MY REFUGE
Titel: THE ANGER IS NEVER OVER
Label: Pride & Joy Music
Spieldauer: 59:47 Minuten
Ein sehr interessantes und durchaus gelungenes, musikalisches Experiment haben die 2010 in Mailand gegründeten Power Metaller MY REFUGE für ihre neue Platte “The Anger Is Never Over“ in Angriff genommen. Nach einigen Lineup-Wechseln beschloss man im vergangenen Jahr, in neue Dimensionen vorzustoßen und MY REFUGE in ein multinationales Projekt zu verwandeln. Das revolutionäre, am Ende aus achtzehn Beteiligten bestehende Kollektiv umfasst Musiker aus vierzehn Nationen von vier Kontinenten, darunter elf verschiedene, bislang weitgehend unbekannte Vokalist*innen. Die Italiener präsentieren dabei mit ihrer multinationalen Unterstützung im oberen Tempo angesiedelten, traditionellen Power Metal (süd)europäischer Prägung. Dabei drückt jeder Interpret „seinem“ Song den individuellen Stempel auf, was die Scheibe enorm spannend und abwechslungsreich macht. Trotzdem steht die Musik im Vordergrund und die Kompositionen wirken weitestgehend homogen und organisch, da das Songwriting zum weitaus überwiegenden Teil aus der Feder der Italiener stammt. Um allen Beteiligten gerecht zu werden und das Gesamtkunstwerk ausreichend zu würdigen, an dieser Stelle das Review Song für Song und unter Angabe der jeweiligen Protagonisten und ihrer Herkunft:
‘Immortal Fire’/Berzan Onen (Türkei): Sehr guter Opener in Form eines schnellen, melodischen Songs mit eingängigem Refrain, starkem Solo und einer starken Gesangsperformance mit teilweise aggressiven, hohen Schreien.

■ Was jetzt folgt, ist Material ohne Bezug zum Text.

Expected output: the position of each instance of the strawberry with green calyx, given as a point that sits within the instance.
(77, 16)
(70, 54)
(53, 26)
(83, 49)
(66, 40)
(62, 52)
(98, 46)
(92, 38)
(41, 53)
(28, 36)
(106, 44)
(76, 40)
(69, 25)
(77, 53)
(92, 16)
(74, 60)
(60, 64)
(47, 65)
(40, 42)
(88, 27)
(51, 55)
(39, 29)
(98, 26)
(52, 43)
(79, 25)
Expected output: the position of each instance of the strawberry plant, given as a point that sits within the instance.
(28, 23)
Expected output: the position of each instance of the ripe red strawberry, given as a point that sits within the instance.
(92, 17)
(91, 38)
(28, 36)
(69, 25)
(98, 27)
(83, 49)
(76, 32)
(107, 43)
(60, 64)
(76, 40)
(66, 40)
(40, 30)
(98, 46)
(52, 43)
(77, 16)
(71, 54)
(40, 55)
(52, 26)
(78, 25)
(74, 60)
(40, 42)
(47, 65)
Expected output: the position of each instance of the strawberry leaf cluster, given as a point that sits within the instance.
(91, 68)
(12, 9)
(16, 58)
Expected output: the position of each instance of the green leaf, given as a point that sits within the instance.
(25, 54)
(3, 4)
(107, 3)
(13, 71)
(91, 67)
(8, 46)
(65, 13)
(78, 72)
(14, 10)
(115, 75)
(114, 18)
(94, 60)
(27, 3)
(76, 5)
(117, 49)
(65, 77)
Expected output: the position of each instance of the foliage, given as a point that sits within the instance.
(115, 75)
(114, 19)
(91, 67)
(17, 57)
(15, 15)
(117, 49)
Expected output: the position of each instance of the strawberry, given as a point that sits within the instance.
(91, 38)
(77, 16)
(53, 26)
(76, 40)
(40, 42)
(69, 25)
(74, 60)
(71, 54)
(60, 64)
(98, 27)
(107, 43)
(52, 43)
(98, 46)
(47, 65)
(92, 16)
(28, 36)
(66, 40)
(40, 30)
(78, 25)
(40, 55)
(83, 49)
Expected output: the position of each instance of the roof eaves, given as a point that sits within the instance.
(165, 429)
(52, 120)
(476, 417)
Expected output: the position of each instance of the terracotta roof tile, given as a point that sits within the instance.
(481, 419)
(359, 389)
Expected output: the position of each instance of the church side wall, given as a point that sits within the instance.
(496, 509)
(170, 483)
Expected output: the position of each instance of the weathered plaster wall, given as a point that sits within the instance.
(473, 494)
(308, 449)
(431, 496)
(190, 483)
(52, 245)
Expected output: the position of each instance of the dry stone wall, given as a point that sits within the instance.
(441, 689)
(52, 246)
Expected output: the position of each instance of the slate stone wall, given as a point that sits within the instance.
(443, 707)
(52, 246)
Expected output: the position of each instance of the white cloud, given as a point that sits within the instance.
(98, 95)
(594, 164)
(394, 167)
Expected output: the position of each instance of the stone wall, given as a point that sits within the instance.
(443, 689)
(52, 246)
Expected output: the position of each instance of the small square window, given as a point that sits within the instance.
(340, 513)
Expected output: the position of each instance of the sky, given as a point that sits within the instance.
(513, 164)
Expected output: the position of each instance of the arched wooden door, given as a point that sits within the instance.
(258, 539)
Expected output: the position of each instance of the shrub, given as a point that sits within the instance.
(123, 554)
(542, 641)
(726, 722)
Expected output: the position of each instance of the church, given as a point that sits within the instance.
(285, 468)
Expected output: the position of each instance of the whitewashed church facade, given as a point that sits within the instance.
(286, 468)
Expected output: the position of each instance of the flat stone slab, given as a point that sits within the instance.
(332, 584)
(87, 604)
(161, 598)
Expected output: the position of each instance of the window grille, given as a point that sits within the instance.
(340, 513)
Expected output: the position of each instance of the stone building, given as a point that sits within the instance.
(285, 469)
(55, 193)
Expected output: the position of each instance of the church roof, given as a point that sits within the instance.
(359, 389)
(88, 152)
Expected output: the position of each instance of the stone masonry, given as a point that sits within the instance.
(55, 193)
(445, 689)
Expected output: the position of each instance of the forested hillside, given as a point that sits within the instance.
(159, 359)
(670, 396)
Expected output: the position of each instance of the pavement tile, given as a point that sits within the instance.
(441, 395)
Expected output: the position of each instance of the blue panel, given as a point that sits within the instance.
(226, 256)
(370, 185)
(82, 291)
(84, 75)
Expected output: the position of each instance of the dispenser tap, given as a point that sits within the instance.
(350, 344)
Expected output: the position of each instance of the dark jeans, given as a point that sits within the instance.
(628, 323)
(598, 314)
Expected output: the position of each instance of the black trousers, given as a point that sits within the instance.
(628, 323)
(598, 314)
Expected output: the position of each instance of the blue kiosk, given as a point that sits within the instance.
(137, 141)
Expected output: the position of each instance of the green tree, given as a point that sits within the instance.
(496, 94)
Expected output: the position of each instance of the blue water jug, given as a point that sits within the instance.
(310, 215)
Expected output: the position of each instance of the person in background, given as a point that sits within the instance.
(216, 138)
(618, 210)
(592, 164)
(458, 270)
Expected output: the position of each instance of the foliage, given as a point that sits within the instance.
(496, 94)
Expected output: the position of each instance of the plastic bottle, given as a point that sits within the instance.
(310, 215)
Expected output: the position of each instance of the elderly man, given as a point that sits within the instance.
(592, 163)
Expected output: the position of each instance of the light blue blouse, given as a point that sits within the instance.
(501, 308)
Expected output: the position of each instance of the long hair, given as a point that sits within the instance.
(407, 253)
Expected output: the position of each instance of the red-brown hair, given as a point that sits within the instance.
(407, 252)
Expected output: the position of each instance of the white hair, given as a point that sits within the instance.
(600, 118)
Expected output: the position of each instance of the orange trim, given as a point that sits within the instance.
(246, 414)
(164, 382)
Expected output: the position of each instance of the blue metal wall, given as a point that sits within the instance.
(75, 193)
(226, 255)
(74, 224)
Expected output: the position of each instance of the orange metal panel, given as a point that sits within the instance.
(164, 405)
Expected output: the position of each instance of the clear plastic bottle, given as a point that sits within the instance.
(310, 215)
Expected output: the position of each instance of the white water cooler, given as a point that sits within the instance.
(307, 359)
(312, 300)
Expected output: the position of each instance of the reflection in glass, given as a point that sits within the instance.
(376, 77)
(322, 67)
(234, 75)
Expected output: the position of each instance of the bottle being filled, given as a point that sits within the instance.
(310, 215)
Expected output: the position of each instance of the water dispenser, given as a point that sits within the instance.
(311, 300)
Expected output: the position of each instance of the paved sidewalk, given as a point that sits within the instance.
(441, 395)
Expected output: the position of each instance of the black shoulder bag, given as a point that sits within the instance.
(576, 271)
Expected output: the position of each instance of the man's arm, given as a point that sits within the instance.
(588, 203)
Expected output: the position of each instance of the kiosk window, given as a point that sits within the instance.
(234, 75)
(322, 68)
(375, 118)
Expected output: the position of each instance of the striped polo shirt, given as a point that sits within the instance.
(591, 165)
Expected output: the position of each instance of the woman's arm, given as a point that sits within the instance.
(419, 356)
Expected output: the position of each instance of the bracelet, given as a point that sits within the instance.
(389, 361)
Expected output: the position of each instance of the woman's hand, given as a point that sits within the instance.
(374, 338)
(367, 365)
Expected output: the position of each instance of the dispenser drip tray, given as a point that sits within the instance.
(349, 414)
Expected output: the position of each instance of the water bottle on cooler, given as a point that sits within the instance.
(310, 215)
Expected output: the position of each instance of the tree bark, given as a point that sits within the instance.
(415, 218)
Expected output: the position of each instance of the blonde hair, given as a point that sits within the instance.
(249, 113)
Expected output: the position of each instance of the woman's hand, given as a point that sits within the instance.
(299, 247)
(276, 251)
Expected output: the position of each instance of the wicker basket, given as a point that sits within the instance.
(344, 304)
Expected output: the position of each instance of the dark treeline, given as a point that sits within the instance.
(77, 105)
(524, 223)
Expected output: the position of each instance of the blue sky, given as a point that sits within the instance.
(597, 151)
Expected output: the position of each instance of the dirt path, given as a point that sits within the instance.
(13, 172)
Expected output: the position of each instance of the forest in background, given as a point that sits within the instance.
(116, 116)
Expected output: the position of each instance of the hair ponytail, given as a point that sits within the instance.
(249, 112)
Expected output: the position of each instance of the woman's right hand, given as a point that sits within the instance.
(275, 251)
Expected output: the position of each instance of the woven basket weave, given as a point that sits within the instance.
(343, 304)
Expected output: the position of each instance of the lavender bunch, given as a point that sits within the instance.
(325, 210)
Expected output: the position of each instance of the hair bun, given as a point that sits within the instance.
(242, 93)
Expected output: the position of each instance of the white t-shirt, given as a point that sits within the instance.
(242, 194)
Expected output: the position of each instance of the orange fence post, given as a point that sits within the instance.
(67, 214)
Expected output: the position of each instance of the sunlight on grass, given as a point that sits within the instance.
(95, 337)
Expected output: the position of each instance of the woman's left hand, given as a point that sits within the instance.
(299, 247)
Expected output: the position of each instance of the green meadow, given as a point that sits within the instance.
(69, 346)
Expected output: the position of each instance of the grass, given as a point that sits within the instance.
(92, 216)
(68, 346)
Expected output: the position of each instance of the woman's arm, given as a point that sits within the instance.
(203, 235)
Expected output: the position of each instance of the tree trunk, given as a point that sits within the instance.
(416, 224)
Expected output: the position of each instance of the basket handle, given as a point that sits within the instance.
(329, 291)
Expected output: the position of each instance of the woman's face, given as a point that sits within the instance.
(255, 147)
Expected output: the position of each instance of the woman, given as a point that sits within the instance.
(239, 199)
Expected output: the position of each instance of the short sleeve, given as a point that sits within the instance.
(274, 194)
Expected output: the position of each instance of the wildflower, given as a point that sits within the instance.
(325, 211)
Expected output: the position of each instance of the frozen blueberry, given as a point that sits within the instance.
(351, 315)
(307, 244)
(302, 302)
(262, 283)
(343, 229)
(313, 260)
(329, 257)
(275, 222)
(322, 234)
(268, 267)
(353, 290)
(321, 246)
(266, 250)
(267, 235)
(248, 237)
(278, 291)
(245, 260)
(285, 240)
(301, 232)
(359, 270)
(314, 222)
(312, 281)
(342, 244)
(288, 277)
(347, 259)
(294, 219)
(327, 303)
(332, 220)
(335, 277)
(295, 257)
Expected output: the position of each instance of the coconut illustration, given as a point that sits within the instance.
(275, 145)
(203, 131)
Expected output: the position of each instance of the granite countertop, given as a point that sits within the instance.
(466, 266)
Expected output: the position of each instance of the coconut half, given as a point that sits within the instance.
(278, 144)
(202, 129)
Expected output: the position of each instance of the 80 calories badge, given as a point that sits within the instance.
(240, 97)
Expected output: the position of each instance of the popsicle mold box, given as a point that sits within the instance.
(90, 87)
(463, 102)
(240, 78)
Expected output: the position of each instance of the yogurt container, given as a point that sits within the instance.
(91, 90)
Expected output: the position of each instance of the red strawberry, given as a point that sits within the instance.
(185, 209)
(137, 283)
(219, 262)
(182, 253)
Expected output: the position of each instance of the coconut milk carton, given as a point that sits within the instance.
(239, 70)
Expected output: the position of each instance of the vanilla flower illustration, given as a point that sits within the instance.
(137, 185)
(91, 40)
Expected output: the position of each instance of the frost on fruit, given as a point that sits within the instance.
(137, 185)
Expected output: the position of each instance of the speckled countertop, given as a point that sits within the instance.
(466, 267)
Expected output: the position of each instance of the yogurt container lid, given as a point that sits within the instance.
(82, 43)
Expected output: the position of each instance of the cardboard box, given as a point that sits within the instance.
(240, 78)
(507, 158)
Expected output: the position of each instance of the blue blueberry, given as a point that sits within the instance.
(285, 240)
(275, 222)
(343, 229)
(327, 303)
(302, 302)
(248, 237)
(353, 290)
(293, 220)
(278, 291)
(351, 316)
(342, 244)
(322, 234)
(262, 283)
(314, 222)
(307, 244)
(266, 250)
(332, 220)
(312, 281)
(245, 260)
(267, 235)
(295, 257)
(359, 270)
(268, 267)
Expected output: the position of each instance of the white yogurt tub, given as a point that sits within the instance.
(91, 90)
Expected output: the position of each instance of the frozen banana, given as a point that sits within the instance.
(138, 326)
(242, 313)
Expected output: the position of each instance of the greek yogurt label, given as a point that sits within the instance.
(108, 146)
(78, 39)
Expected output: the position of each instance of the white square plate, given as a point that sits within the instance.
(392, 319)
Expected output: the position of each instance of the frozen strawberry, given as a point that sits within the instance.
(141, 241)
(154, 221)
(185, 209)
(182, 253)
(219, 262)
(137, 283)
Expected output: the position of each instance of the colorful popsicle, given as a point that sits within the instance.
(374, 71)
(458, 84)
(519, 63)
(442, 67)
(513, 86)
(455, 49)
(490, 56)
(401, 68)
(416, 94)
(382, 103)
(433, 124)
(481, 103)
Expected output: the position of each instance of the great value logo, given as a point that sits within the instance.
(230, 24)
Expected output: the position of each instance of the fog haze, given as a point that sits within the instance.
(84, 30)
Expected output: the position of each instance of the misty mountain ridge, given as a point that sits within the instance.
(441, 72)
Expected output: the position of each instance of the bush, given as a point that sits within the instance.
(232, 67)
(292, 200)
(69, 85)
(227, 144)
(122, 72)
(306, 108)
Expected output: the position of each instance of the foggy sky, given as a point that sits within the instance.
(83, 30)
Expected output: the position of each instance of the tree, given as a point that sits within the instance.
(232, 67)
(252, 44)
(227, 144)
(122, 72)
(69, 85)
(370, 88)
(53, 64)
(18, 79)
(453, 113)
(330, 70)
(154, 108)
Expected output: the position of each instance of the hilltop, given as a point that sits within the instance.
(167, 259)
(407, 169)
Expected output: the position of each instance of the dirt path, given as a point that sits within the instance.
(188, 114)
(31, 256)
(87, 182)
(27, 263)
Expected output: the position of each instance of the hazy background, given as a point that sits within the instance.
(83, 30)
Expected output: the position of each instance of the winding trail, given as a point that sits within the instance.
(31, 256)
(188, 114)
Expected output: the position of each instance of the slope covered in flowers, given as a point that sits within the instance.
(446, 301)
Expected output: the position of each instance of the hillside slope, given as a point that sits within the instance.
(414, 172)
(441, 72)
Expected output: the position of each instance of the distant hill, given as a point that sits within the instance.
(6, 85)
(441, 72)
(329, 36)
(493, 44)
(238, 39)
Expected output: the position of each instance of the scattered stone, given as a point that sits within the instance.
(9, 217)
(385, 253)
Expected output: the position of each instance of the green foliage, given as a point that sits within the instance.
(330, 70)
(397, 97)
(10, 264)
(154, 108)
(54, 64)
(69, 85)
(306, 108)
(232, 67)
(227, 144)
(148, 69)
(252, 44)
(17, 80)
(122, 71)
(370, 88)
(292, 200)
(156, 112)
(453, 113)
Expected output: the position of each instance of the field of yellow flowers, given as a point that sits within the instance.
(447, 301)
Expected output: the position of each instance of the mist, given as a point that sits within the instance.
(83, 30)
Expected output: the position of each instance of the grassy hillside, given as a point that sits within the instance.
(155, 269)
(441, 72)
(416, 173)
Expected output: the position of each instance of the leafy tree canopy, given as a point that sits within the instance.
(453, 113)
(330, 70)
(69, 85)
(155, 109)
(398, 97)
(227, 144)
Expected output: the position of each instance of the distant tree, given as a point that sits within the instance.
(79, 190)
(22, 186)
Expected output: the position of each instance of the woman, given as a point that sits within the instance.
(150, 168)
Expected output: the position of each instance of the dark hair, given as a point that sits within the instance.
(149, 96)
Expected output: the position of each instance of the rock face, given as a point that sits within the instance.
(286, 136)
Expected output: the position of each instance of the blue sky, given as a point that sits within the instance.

‘War in Heaven’/Iggy Rod (Argentinien): Hier geht es instrumental einen Tick härter zur Sache, gesanglich ebenfalls teils recht hohe Linien und ein Mitgröl-Refrain.
‘The River And The Rain’/Ronny Castillo (Venezuela): Der Keyboard-Orgelsound zu Beginn lässt an Powerwolf denken, aber die schnellen Leads, der hohe Gesang mitsamt Ohrwurm-Chorus erinnern dann doch eher an Stratovarius.
‚Winterland’/R. A. Voltaire (Kanada): Die Vorabsingle und DER Hit der Platte begeistert mit schicken Riffs, gefühlvollem Solo und der klaren Stimme. Der packende Rhythmus und Chorus laden förmlich zum Mitsingen und Fäusterecken ein.
‘The Last To Die’/Fernando Neri (Brasilien): Getragener, etwas eintöniger Song, in dem nicht viel passiert und der auch nicht so recht zünden will, woran auch die passable Stimme nichts zu ändern vermag.
‘What If Tomorrow Never Came’/Illias Michailicos (Griechenland), Gabriela Kaufmanova (Tschechien): Durchwachsene, etwas konfus wirkende Halbballade mit grandiosem Solo, bei der die Pianobegleitung der Tschechin nicht wirklich gut mit den Vocals harmonieren will.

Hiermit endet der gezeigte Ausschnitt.